Romance readers find Rosenthal's contributions both fulfill and transcend their genre. While satisfying the requirements of the form in full, Rosenthal's work also exhibits some features typical of literary novels but infrequently found in genre romance. Her approximately "Regency-set" historical romances are unusual in the genre for their (relatively) unvarnished depiction of the period and its inequalities, violence and physical hardships. Themes are developed in a symbolic dimension, though not so substantially as to distract from the dominant obligations to storytelling. The generically necessary softening of depiction of the life of servants and the working class generally is moderated and presented with a certain awareness of the elitism of the genre's formulae, her secondary but richly drawn labouring class characters limning the reality of ordinary lives that cannot be presented without fatally overshadowing the core romance.
The men’s coats, the tight pants, the boots. Georgian architecture. Adam rooms. Wedgewood. I think of all that poise and balance as coiled-up energy waiting to burst forth as the industrial revolution and the nineteenth century British Empire....There are ways in which I don’t like the Regency at all, for its snobbery and political reaction.

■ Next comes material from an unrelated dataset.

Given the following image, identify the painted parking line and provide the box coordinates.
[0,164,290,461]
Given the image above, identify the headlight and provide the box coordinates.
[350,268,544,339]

Which is also a good reason to write about a period -- a love-hate relationship can be an extremely productive and interesting one.
The Slightest Provocation involves the lovers in the Pentrich uprising, allowing Rosenthal to layer atop the standard generic use of the era as fantasy scenery a critique of its real social relations from an openly progressive point of view. "A wonderful, challenging, envelope-pushing, smart and astonishing book" according to one of the leading Romance Review weblogs, the novel discovered the potential for serious social critique in what is often seen as the most escapist of popular fiction forms, the wish-fulfilling love story, developing an extended analogy between the political dilemma of liberty vs. security as it was felt in the period (echoed in ours) and the delicate tensions and interdependence of freedom and responsibility, self-will and restraint, in the erotic and emotional experience of the principal couple. A further analogy at work between the government provocateur playing upon working people's real grievances and desires in Britain after the Napoleonic Wars and the role of the erotic novelist herself in manipulating the pre-existing longings of her readers is one instance of a concern treated in all her books: the art of seduction and the ethics of the seductive arts.
Almost a Gentleman, featuring a cross-dressing heroine, takes inspiration from real women of the period who dressed in men's clothes to enjoy men's freedoms.
The Bookseller's Daughter, set on the eve of the French Revolution and informed by the scholarly work of Robert Darnton and his study the
Forbidden Bestsellers of Pre-Revolutionary France, considers seriously, if always in the utopian spirit of romance and fantasy, links between political, aesthetic and sexual liberty. Her most recent novel, 2009 RITA Award winner
The Edge of Impropriety, inspired by the Countess of Blessington's portrait and life, touches upon nationalism and imperialism in the course of elaborating the more common romance themes of trust, mutual understanding, and intimacy.